If the prevailing question is what’s next for Pine Island and St. Helenaville, developer Elvio Tropeano has an idea.

Less than two weeks after a 9-2 decision by Beaufort County Council to adopt a strengthened Cultural Protection Overlay (CPO) for St. Helena Island, Tropeano has filed an application with the County’s Planning Department to change the zoning on Pine Island.

Approval would change the T2R CPO zoning for Pine Island to T2R. For property zoned T2R, golf courses are permitted use. 

The developer is also appealing the rejection of plans for three separate, six-hole golf courses. 

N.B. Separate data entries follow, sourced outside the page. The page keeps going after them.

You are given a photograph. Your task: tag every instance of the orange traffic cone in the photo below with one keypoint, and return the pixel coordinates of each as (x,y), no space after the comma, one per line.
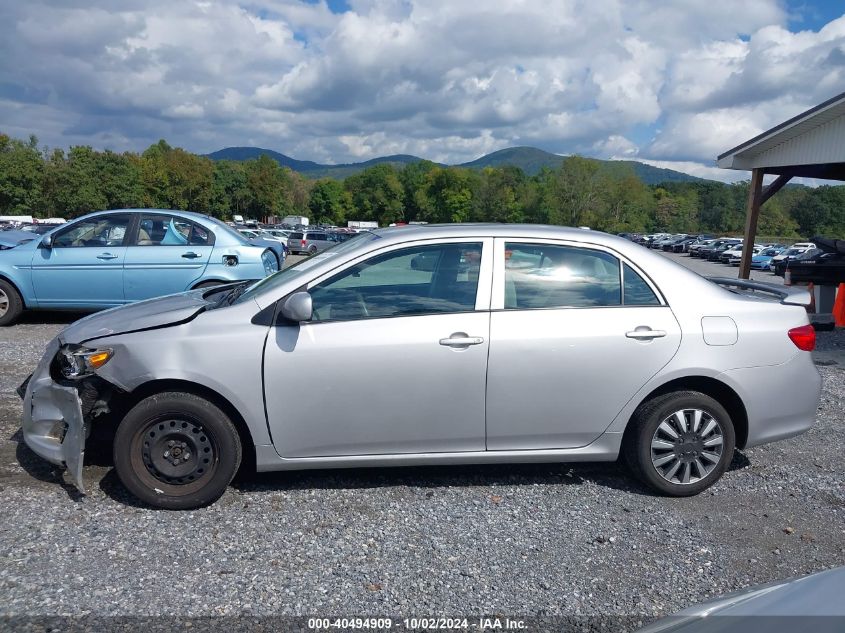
(839,307)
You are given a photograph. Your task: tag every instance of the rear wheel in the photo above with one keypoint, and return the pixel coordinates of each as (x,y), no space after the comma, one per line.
(176,451)
(11,304)
(680,443)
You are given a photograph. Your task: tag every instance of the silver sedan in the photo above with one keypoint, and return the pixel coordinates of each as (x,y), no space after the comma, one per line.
(512,344)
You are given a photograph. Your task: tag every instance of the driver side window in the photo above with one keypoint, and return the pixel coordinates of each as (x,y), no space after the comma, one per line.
(100,231)
(434,279)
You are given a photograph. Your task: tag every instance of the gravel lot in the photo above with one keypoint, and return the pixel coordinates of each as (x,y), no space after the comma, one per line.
(530,540)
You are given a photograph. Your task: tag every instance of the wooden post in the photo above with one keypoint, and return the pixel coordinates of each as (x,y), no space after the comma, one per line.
(755,192)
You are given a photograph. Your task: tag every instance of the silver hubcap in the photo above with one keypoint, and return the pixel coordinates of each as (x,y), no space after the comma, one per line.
(687,446)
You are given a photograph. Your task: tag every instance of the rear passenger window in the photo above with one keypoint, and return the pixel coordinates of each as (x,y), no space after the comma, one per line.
(166,230)
(637,291)
(549,276)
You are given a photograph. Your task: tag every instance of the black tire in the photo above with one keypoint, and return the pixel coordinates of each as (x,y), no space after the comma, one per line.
(176,451)
(637,447)
(11,304)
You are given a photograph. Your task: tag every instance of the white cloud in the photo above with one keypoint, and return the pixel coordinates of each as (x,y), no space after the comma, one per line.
(441,79)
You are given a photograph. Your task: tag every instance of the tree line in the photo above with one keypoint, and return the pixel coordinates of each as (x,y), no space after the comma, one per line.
(581,192)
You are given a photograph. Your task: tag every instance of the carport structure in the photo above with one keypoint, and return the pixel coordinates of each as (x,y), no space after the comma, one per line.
(810,145)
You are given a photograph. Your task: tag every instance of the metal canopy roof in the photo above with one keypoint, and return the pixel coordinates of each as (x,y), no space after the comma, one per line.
(811,144)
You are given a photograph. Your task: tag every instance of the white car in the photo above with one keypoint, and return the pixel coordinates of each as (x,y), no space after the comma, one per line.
(793,251)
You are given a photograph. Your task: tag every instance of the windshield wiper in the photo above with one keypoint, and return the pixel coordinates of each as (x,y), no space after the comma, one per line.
(236,293)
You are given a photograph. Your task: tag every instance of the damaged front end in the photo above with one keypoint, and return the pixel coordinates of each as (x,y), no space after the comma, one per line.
(61,399)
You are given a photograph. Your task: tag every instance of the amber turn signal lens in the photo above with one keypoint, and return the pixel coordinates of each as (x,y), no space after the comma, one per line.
(99,359)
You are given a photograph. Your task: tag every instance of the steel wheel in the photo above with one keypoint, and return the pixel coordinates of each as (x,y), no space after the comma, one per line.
(11,304)
(687,446)
(178,451)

The County Planning Commission is slated to consider the application at its 6 p.m., Monday, June 5 meeting in County Council Chambers. The meeting is open to the public.

Though strengthening the CPO and the potential development of the Pine Island/Helenaville land are not the same issue, this move shows just how inter-related the two are.

“These revisions are so important because they make it very clear what the people of St. Helena want,” Councilman York Glover of St. Helena Island said after the May 8 County Council meeting. “It’s not about keeping development out, it’s about what these things represent. They don’t want to become another Hilton Head Island and lose their Gullah Geechee identity.”

The approved revisions to the CPO make it clear that there shall be no gated communities or golf courses built on St. Helena Island.

The decades-old CPO was originally written in the late 1990s and was intended to uphold the wishes of the residents of St. Helena Island to keep their island mostly rural and to preserve the deeply rooted Gullah Geechee culture that exists there.

The revisions to the ordinance came after Tropeano purchased the Pine Island property on St. Helena Island and proposed building an 18-hole golf course on the 450 acre property along with 65 homes.

The project also proposed preserving a historic area known as St. Helenaville, which is connected to Pine Island by a causeway.

Tropeano sought an exemption to the CPO to build the gated community or homes and 18-hole golf course, later changing his proposal to three six-hole golf courses instead.

The revisions to the CPO have altered the language to close any potential loopholes that developers might try and exploit.

The two dissenting votes were from council members Paula Brown and Logan Cunningham.

Cunningham and fellow Councilman Tom Reitz both recommended to the St. Helena Island leaders who were present at the meeting, that they should meet with Tropeano and try to come to a mutually beneficial agreement to preserve the integrity of the island, but also allows him to develop his purchased property.

“We know it is going to change. Everybody on St. Helena knows that it will change, but it’s a gradual change that we can live with,” Councilman Glover said during the discussion before the vote. “That’s what we want.”